Além da Nota: O Silêncio que Fala Mais Alto que as Palavras no Combate à Violência contra a Mulher

29/08/2025

Enquanto Secretaria da Mulher se apega a tecnicismos, movimento social expõe a crise de efetividade das políticas públicas em caso de violência envolvendo agente político 

Um caso de violência supostamente praticada por um vereador no município de Eliseu Martins, no Piauí (já tratado aqui), tornou-se o epicentro de um embate revelador sobre o verdadeiro papel das instituições criadas para defender os direitos das mulheres. De um lado, o Grupo Beldades, um movimento de mulheres local, queixa-se do silêncio e da inércia do poder público. Do outro, a Secretaria da Mulher emite uma nota de esclarecimento técnica, defensiva e, na visão de especialistas, profundamente desconectada da realidade que pretende enfrentar.

Após a ampla divulgação do caso pelo Grupo Beldades, a Secretaria respondeu, em nota, aos questionamentos:

Inicialmente, uma análise superficial da nota da Secretaria poderia até absolvê-la de culpa formal. O texto é juridicamente impecável: delimita com clareza que a função de investigar e punir crimes é da polícia e do judiciário, conforme a Lei Maria da Penha. Afirma, com razão, que a culpabilização da vítima ou da instituição de defesa é um erro e um reflexo da sociedade machista. Reforça seu compromisso com a prevenção e o acolhimento. Sob uma lógica estritamente institucional, a Secretaria parece estar correta em rebater as críticas.

No entanto, é na segunda camada de análise que a crise se revela. A postagem do Grupo Beldades não é um ataque ignorante às atribuições legais; é um grito de desespero contra a ausência de voz e ação da Secretaria diante de um caso concreto, emblemático e especialmente simbólico. A crítica central não é "por que a Secretaria não prendeu o homem?", mas sim "por que a Secretaria se calou?".

O contexto é tudo. O crime ocorreu e veio à tona durante o Agosto Lilás, mês nacional de conscientização e combate à violência contra a mulher. Este não é um mês qualquer. É um período dedicado exclusivamente à visibilidade, à fala, à quebra do silêncio.
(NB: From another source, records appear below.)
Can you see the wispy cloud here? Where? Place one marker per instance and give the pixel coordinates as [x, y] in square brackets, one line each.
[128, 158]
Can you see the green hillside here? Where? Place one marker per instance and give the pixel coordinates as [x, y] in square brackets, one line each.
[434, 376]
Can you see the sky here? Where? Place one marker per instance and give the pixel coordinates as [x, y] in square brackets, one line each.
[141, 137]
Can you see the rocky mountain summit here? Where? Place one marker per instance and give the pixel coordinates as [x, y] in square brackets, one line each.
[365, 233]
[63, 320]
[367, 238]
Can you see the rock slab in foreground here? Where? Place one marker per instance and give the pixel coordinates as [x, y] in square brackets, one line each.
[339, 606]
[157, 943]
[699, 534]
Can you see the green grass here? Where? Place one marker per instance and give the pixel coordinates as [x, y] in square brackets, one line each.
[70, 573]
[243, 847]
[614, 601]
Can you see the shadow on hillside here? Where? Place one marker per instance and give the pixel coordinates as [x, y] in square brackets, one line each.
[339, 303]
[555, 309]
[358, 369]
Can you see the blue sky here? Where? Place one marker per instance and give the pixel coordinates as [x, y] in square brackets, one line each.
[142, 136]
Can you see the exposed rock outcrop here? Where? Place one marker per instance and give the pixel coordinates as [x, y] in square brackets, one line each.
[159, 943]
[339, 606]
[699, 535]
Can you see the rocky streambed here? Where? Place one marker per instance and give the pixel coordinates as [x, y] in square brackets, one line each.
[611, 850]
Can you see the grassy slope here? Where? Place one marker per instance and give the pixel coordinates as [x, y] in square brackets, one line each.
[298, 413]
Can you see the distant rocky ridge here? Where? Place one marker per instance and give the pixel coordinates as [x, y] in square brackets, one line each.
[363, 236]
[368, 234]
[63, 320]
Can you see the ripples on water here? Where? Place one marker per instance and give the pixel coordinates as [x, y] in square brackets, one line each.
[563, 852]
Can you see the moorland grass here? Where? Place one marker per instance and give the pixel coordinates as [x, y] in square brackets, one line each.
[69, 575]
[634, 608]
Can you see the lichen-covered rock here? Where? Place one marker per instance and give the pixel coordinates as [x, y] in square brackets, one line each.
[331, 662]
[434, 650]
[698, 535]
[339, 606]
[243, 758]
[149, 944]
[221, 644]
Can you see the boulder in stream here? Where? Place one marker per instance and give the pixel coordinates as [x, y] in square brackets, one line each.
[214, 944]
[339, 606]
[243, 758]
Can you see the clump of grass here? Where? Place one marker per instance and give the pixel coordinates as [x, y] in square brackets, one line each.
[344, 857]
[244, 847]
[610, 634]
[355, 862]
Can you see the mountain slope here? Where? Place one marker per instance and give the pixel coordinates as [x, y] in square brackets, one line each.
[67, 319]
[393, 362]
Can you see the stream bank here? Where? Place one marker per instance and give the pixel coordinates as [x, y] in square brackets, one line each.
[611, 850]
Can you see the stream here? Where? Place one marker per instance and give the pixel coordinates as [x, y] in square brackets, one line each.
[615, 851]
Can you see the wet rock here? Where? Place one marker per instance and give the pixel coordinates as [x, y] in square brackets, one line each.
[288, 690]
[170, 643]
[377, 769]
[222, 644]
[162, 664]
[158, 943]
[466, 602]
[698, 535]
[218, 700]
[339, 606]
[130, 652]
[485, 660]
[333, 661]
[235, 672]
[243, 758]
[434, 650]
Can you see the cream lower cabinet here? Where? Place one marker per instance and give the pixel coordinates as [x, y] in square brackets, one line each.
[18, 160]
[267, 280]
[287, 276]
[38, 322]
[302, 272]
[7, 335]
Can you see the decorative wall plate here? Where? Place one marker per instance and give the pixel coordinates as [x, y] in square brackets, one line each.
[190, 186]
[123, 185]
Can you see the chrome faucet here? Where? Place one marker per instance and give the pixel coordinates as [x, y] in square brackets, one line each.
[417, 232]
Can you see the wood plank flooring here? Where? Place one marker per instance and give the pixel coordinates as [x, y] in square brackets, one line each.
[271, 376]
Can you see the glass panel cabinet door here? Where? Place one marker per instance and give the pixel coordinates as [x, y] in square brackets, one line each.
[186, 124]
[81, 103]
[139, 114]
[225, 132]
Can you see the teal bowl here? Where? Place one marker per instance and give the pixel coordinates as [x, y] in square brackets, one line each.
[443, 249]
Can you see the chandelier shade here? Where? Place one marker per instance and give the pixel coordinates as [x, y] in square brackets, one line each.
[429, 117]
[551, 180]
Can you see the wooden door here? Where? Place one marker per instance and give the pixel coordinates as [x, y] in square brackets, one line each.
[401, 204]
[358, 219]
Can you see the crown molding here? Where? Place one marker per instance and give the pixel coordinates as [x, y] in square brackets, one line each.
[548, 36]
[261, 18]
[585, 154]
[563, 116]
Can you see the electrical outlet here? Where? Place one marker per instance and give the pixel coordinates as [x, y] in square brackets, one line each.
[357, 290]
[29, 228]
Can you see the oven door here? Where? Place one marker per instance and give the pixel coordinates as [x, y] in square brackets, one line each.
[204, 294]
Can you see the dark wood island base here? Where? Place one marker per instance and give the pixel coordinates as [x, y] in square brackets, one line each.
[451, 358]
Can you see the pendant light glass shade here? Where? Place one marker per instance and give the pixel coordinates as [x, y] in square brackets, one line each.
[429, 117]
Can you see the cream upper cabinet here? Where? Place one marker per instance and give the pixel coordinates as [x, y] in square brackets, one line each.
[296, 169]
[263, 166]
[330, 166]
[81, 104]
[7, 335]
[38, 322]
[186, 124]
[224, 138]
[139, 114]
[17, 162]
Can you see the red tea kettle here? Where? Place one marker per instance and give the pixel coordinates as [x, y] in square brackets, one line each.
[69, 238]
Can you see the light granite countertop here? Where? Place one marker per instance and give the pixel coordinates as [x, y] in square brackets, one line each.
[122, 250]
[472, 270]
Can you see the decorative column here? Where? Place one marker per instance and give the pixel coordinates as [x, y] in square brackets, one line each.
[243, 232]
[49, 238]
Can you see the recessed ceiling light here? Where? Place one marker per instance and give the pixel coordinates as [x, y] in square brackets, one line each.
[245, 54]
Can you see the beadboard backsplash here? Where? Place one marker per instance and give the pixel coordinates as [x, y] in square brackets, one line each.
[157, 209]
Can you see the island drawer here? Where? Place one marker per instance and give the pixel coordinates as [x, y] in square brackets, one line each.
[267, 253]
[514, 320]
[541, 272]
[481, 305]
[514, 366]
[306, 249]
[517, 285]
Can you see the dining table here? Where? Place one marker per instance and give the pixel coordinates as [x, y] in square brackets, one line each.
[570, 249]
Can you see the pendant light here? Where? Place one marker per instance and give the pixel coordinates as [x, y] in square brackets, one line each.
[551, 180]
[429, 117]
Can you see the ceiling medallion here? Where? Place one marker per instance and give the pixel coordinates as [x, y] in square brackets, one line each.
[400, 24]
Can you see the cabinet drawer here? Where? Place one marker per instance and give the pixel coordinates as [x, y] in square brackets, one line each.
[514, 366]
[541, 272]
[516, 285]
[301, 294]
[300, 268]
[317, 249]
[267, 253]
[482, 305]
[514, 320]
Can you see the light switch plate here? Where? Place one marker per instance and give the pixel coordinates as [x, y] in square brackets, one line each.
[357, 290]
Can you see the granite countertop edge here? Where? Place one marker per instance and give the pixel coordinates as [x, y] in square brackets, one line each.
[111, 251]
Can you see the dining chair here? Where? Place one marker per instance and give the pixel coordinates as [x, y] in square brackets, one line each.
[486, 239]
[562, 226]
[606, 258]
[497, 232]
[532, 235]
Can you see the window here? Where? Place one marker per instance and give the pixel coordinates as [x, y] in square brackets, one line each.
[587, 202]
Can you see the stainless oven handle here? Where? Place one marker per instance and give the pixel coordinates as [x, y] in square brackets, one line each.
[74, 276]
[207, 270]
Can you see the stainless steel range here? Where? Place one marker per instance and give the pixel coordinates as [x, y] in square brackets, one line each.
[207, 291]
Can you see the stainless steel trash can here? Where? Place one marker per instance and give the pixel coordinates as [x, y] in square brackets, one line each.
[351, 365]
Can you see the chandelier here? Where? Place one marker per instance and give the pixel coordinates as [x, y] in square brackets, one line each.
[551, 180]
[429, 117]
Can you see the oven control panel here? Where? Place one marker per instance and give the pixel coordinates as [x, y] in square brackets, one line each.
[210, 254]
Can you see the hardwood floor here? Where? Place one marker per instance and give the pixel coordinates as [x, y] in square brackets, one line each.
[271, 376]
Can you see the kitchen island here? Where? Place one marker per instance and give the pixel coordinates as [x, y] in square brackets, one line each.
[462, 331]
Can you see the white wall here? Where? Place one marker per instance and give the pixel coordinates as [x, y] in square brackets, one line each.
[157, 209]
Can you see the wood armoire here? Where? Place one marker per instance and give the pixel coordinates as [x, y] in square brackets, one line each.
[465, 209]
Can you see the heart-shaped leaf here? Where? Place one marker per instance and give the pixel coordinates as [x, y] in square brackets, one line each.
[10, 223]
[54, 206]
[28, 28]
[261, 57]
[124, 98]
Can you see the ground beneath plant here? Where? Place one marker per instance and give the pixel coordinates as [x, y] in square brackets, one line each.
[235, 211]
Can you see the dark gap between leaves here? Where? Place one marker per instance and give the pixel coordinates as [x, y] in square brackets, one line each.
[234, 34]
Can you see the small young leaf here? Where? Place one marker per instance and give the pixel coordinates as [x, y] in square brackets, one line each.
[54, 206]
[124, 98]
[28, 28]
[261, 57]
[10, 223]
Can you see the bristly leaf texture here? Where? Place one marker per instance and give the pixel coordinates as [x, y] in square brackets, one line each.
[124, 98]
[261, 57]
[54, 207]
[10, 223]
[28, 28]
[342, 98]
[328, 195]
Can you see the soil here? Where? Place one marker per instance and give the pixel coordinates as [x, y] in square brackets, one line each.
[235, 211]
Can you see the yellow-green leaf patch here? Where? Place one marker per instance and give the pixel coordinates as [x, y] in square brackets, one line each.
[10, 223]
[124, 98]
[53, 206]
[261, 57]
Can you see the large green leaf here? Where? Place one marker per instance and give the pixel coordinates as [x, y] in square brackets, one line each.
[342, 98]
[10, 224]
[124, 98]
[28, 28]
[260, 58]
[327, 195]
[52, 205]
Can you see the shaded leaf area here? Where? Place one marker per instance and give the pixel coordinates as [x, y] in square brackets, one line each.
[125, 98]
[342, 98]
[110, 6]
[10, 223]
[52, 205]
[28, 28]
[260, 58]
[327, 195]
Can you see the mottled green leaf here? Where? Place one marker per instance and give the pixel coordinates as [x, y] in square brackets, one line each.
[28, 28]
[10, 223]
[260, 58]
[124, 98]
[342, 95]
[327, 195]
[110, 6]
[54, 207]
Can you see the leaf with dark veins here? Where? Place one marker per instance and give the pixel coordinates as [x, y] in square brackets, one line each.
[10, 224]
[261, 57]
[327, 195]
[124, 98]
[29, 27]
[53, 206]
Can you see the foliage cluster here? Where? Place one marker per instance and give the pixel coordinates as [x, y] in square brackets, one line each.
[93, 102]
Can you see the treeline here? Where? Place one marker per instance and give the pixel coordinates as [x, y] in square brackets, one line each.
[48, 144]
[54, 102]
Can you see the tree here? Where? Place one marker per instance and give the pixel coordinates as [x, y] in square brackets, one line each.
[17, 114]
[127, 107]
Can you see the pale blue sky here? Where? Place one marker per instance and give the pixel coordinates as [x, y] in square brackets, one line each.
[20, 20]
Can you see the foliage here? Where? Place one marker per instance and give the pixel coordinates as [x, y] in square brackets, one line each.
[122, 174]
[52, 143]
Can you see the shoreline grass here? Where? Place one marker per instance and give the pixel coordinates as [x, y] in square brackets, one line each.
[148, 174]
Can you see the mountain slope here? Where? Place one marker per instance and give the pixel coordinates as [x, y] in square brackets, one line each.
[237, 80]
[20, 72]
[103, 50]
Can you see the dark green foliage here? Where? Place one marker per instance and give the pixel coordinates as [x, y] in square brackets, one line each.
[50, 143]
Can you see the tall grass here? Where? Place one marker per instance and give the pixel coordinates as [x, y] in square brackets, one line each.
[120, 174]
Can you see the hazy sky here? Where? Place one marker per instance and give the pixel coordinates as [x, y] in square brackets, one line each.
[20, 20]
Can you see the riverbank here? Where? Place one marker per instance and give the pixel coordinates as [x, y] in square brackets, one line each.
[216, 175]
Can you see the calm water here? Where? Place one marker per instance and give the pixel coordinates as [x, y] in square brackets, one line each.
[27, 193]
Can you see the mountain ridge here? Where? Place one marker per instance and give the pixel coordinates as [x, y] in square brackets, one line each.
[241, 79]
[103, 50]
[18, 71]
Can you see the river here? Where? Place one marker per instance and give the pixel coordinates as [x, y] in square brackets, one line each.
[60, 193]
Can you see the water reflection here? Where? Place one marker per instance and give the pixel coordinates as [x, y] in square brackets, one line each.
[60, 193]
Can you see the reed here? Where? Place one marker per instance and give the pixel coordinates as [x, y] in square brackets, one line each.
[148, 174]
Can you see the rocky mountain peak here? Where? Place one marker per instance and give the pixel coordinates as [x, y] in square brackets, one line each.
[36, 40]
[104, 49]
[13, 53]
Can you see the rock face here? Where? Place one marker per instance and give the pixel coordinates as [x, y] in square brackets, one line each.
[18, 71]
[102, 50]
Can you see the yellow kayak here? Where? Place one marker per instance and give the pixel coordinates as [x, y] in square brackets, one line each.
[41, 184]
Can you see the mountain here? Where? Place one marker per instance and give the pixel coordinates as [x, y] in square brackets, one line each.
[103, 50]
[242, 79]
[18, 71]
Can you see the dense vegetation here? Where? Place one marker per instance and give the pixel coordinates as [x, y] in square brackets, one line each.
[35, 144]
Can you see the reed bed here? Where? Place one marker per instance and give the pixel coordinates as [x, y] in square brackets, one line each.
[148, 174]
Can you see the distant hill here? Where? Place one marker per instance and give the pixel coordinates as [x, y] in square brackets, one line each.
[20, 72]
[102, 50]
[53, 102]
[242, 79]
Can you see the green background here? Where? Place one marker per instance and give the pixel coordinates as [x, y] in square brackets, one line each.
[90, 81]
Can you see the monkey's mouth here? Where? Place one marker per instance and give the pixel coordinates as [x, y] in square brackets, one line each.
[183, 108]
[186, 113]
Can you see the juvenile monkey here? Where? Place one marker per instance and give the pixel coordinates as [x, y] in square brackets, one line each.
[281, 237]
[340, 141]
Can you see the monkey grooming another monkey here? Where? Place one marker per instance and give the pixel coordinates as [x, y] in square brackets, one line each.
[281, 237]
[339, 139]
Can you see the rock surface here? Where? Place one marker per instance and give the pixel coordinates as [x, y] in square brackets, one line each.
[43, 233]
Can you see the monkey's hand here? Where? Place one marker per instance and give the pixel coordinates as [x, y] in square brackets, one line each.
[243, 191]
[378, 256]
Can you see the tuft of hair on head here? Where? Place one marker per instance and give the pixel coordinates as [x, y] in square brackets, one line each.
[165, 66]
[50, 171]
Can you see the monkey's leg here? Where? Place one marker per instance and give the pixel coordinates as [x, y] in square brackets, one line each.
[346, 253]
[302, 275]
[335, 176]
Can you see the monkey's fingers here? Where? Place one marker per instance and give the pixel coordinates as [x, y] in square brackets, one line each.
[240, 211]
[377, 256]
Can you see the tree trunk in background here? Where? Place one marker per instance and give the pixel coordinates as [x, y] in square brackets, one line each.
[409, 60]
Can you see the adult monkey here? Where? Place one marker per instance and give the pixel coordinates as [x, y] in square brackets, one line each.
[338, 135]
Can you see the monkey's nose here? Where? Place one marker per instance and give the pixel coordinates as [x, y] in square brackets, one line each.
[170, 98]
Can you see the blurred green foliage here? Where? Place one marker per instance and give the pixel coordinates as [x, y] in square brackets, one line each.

É a época do ano em que a Secretaria deveria estar no seu ápice de atividade midiática e política, puxando corajosamente debates e enfrentamentos.

A inércia da Secretaria, portanto, não foi apenas uma falta de posicionamento; foi uma contradição gritante com sua própria razão de existir. Enquanto a instituição que deveria liderar a pauta permaneceu em silêncio, um grupo de mulheres precisou tomar a frente para fazer ecoar a indignação. A nota de repúdio do Grupo Beldades não é um desvio de foco, como insinuou a Secretaria; é, na verdade, a execução prática da função que a Secretaria negligenciou: dar um nome à violência, repudiá-la publicamente e exigir ação do Estado.

A resposta oficial, ao falhar em:

  1. Reconhecer o caso específico;

  2. Solidarizar-se publicamente com a vítima;

  3. Esclarecer que ação concreta, se alguma, tomou;

  4. Liderar o debate durante o próprio mês temático dedicado ao assunto;

acabou por validar a acusação mais grave do movimento: a de ser uma secretaria "de enfeite". A nota técnica, sem coração, sem conexão com o fato e sem autocrítica, serve apenas para proteger a instituição dentro de suas quatro paredes, abandonando as mulheres na rua.

Esta matéria não discute apenas um caso isolado em Eliseu Martins. Ela expõe uma armadilha comum na gestão pública: a ditadura do técnico sobre o político. Órgãos são criados para cumprir uma função social complexa, que exige sensibilidade, comunicação e liderança. Quando se escondem atrás de manuais e portarias, perdendo a capacidade de se indignar, de se comover e de se fazer presente quando mais importa, eles falham em sua missão essencial.

A verdadeira lição desse embate é que combater a violência contra a mulher exige mais do que leis bem redigidas e estruturas organizacionais definidas. Exige presença. Exige voz. Exige coragem política para nomear os agressores, especialmente quando eles ocupam posições de poder. O Grupo Beldades, com sua nota crua e direta, entendeu isso melhor do que a Secretaria da Mulher com toda a sua assessoria jurídica. O silêncio delas, ao contrário do silêncio da Secretaria, foi rompido pelo som necessário da denúncia.